Letter to the Editor: “It’s up to us. All of us.”

President Pershing and others http://bit.ly/2exHM7L are rightfully calling for discussions and actions after the aggravated rape that occurred on campus, Monday Oct. 31.
In the subsequent dialoguing, we would do well to remember the essential teachings of the Christian and Mormon faiths:
That the perfect, omnipotent God could easily have stopped the victim from being raped—but overall didn’t want to. And that willfully letting the victim be raped at gunpoint was the right thing for Him to do.
Find that repulsive? That’s not my belief. Don’t blame me.
But this is indeed what essentially every Christian and every Mormon believe: Being omniscient, God knew the victim was being raped. Being omnipotent, He could have easily stopped it. And being omnibenevolent, His willfully allowing the rape instead was the perfect, correct course of action. Or, more correctly, non-action.
When we talk about rape culture, we must confront such unfortunate and harmful attitudes. No reasonable person would normally propose that willfully letting anyone be raped on campus—or anywhere—is the appropriate course of action for anyone.
Except when it comes to religion. Then letting the rape continue is the right thing for a perfect being to do. Nothing happens apart from the will of thy Father. He wanted it to happen, overall.

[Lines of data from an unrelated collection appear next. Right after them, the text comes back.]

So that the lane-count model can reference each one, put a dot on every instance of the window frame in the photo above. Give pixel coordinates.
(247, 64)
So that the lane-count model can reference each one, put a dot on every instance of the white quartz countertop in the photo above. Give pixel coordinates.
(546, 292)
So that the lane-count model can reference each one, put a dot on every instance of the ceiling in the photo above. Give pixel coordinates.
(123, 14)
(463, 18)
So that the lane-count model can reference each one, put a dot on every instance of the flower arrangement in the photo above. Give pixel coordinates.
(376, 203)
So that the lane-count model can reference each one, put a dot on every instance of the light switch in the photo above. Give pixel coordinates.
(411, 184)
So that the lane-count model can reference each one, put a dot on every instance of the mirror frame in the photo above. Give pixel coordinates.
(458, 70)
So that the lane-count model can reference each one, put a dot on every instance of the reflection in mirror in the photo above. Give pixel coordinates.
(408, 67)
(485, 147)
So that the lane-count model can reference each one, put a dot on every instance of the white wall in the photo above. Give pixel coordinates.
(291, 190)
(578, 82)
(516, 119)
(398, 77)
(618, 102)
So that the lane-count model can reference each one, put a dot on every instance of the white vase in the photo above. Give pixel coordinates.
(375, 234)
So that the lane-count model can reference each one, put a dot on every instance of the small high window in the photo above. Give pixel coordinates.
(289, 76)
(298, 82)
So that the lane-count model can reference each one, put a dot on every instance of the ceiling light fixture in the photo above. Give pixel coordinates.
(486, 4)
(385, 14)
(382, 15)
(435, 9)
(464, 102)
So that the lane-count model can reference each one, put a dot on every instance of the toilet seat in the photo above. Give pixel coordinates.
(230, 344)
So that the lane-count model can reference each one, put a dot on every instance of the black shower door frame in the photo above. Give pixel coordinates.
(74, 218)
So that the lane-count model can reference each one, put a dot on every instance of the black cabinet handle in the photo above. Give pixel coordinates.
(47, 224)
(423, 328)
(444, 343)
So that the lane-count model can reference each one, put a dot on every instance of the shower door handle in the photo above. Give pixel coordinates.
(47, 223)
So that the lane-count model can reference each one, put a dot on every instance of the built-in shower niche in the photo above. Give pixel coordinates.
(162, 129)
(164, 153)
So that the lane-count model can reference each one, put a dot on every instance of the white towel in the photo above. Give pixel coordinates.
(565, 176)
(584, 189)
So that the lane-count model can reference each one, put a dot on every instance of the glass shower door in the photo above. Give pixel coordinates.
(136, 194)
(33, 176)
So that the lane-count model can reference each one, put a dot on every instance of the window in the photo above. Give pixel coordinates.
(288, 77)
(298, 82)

Fail. If anyone can readily and safely stop a sexual assault or can get help to stop it, they should. End stop. Period. We rightfully praise the two students who broke up the sexual assault by Brock Turner at Stanford. We would rightful condemn them if they could have helped or called for help, but didn’t.
But wait. It gets worse.
Doubling down, the faithful further offer a multitude of reasons for why willfully letting the victim be raped was the right thing for Heavenly Father to do.

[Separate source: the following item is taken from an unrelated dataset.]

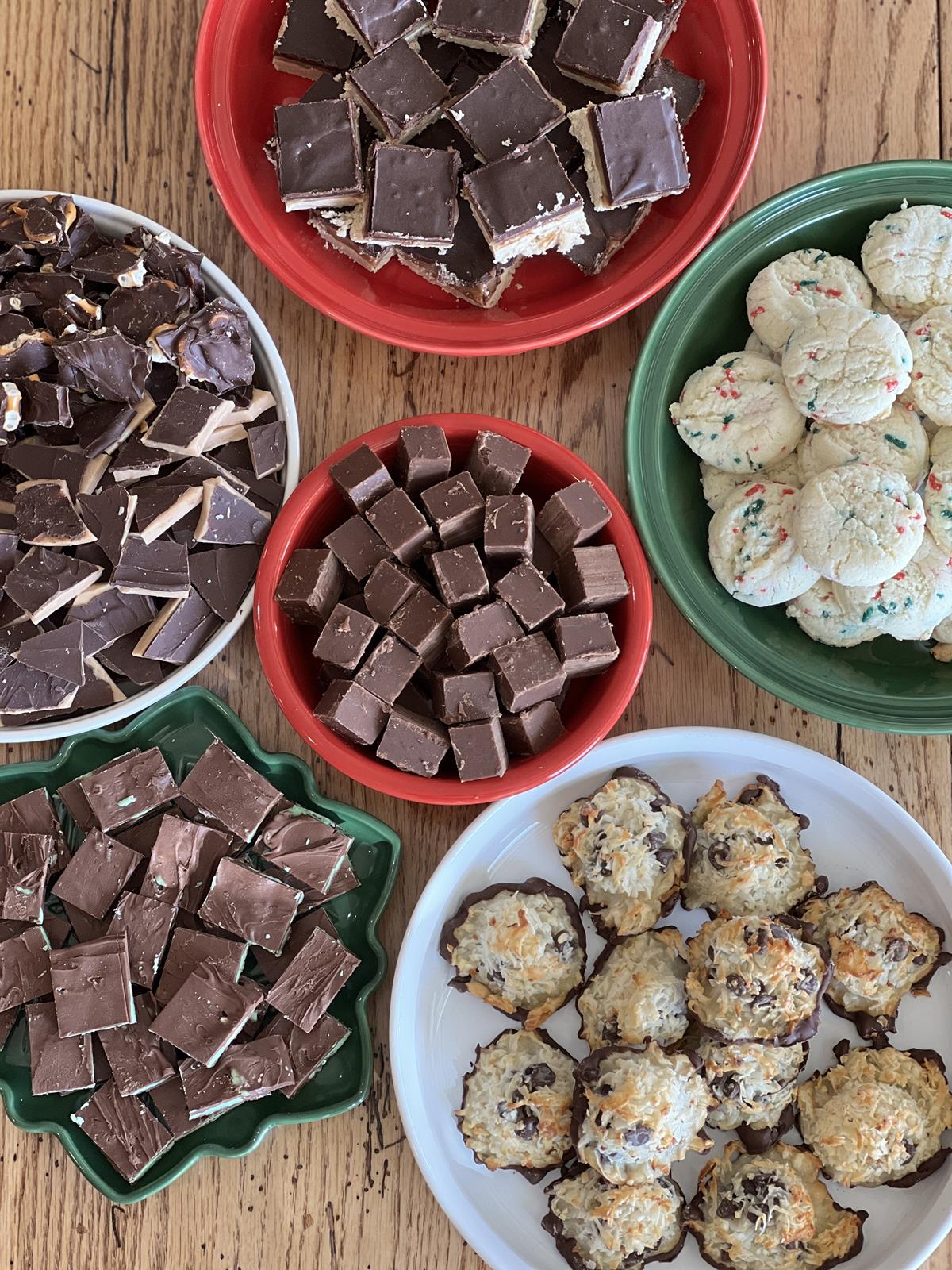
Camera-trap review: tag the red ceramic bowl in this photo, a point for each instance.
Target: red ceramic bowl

>> He didn’t want to interfere with the rapist’s free will. Apparently, the rapist’s free will is more important than helping the victim and stopping the rape. Fortunately, University police operate under a different set of ethics.

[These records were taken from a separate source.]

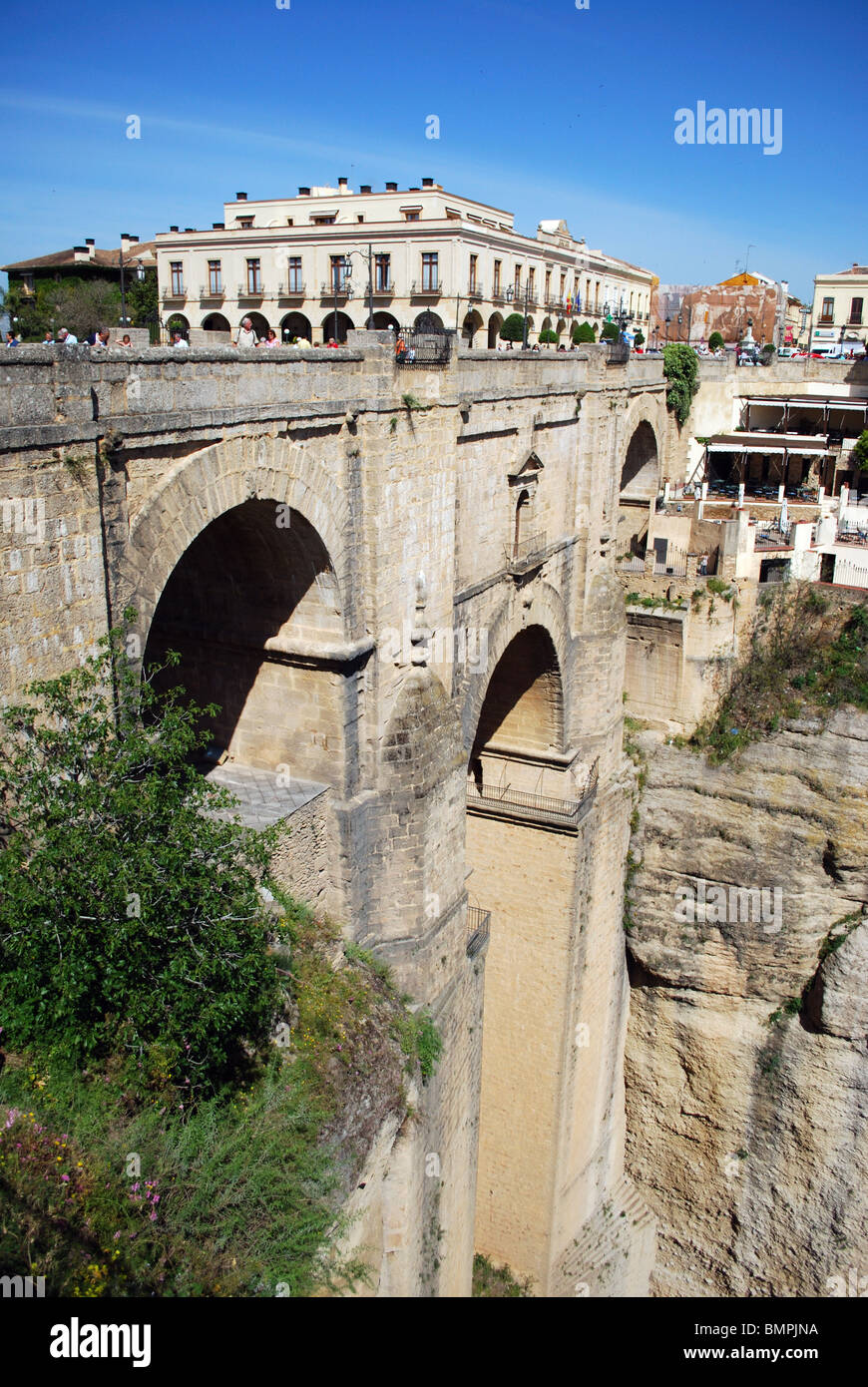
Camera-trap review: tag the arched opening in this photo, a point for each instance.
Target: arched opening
(245, 608)
(178, 323)
(336, 324)
(294, 324)
(523, 505)
(641, 470)
(472, 324)
(495, 323)
(384, 322)
(259, 323)
(522, 868)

>> Life’s hardships provide a learning experience for the victim, or for those who suffer with her. Rape is not a learning experience. It’s an egregious crime that can strike at the very core of a victim’s sense of self. http://bit.ly/2exHM7L As the victim of Brock Turner’s sexual assault on campus stated so poignantly, “You took away my worth, my privacy, my energy, my time, my safety, my intimacy, my confidence, my own voice.” http://bit.ly/1PavUB9 The related notion that it’s good for anyone to allow another person to be raped so that you can learn from the experience is deeply and pathologically narcissistic. Fortunately, University police operate under a different set of ethics.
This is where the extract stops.